AM Best Downgrades Credit Shares for Bankers Insurance Group Members

OLDWICK, NJ–(BUSINESS WIRE)–AM Best has lowered the Financial Strength Rating to B+ (Good) from B++ (Good) and the Long-Term Credit Rating to “bbb-” (Good) from “bbb” (Good) for members of the Bankers Insurance Group (Banks). Members of the group are Bankers Insurance Company (St. Petersburg, FL) and its property/casualty, Bankers Specialty Insurance Company (Metairie, LA) and First Community Insurance Company (St. Petersburg, FL). These Credit Profiles (sections) are incorrect.

The ratings reflect the Bank’s strong financial position, which AM Best considers strong, as well as its slow operating performance, limited business history and effective corporate governance (ERM).

The downgrade of the Bank’s ratings reflects the ongoing deterioration of liquidity and the continuing difficulty in expanding reserves. Bankers have reported that liquidity has declined in four of the past five years due to a significant write-off. This trend has continued with a further decrease in the increase through the first half of 2022. Savings, which continue to grow negatively, have been affected in recent years due to the spread of inflation in the line of business of homeowners. Management systems, which in the past made development difficult, have improved due to the growth of reserves over the years and the reduction of visibility in terms of speed.

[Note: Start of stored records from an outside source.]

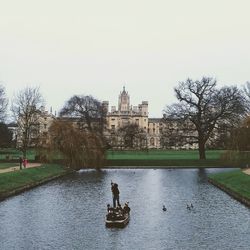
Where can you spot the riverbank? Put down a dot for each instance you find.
(15, 182)
(235, 183)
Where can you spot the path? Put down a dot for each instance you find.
(16, 168)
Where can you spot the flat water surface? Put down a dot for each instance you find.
(69, 213)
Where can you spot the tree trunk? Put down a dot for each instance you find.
(202, 152)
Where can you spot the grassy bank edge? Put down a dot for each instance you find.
(228, 187)
(30, 183)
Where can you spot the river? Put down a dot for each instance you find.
(69, 213)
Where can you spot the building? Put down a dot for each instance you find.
(127, 114)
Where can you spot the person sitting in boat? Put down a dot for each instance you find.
(115, 192)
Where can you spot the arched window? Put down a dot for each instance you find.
(152, 141)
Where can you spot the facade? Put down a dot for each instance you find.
(127, 114)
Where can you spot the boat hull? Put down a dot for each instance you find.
(120, 223)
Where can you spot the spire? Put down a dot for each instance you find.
(123, 90)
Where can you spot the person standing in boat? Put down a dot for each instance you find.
(115, 193)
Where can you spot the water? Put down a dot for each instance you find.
(69, 213)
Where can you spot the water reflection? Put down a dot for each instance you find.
(69, 213)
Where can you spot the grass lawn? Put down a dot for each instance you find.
(8, 165)
(236, 181)
(18, 179)
(162, 155)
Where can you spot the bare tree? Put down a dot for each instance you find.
(5, 136)
(89, 112)
(206, 106)
(25, 108)
(3, 103)
(79, 148)
(246, 90)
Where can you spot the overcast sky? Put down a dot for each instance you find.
(95, 47)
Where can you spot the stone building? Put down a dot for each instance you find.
(127, 114)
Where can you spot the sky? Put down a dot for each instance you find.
(96, 47)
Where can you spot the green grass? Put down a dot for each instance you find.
(18, 179)
(8, 165)
(236, 181)
(14, 154)
(162, 155)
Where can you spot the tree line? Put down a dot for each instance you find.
(203, 113)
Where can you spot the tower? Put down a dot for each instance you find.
(123, 102)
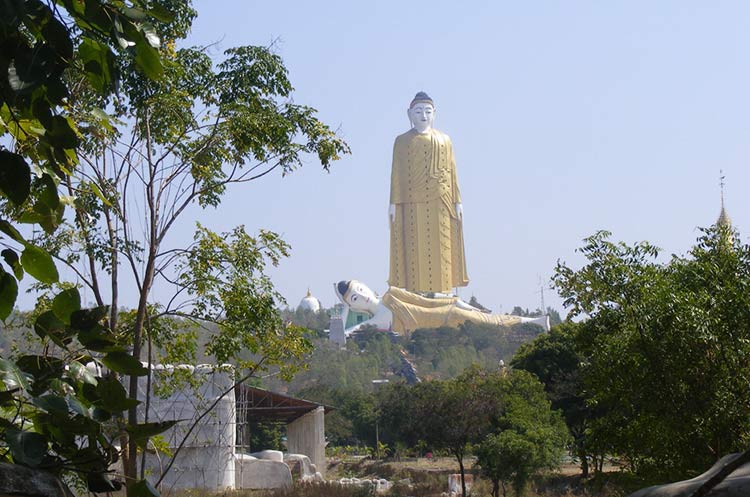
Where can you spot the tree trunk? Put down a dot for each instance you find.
(584, 463)
(460, 458)
(728, 469)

The negative outlook is based on the above which raises concerns about the effectiveness of Bankers’ ERM program in dealing with current and emerging risks. Bankers offer personal services in Florida, Louisiana and South Carolina, which exposes the group to the weather conditions associated with coastal areas. Inflationary problems, particularly in Florida, and rising reinsurance costs have hampered the group’s performance. The administration has responded by implementing a number of maintenance measures, including not updating critical threats and a manned power line evacuation plan in Florida, Louisiana and South Carolina. Exiting these sectors could set the tone as the homeowner’s row is driving the volatility seen over the past five years due to the increase in hurricanes and their severity. Hopefully, Banks are looking to focus on commercial and guarantee risks (ie, bail bonds), as both have produced sufficient results for the group in the past. While these efforts may have a significant impact on the risk profile and sustainability of outcomes, the effectiveness of these efforts and their economic and operational impact are unknown.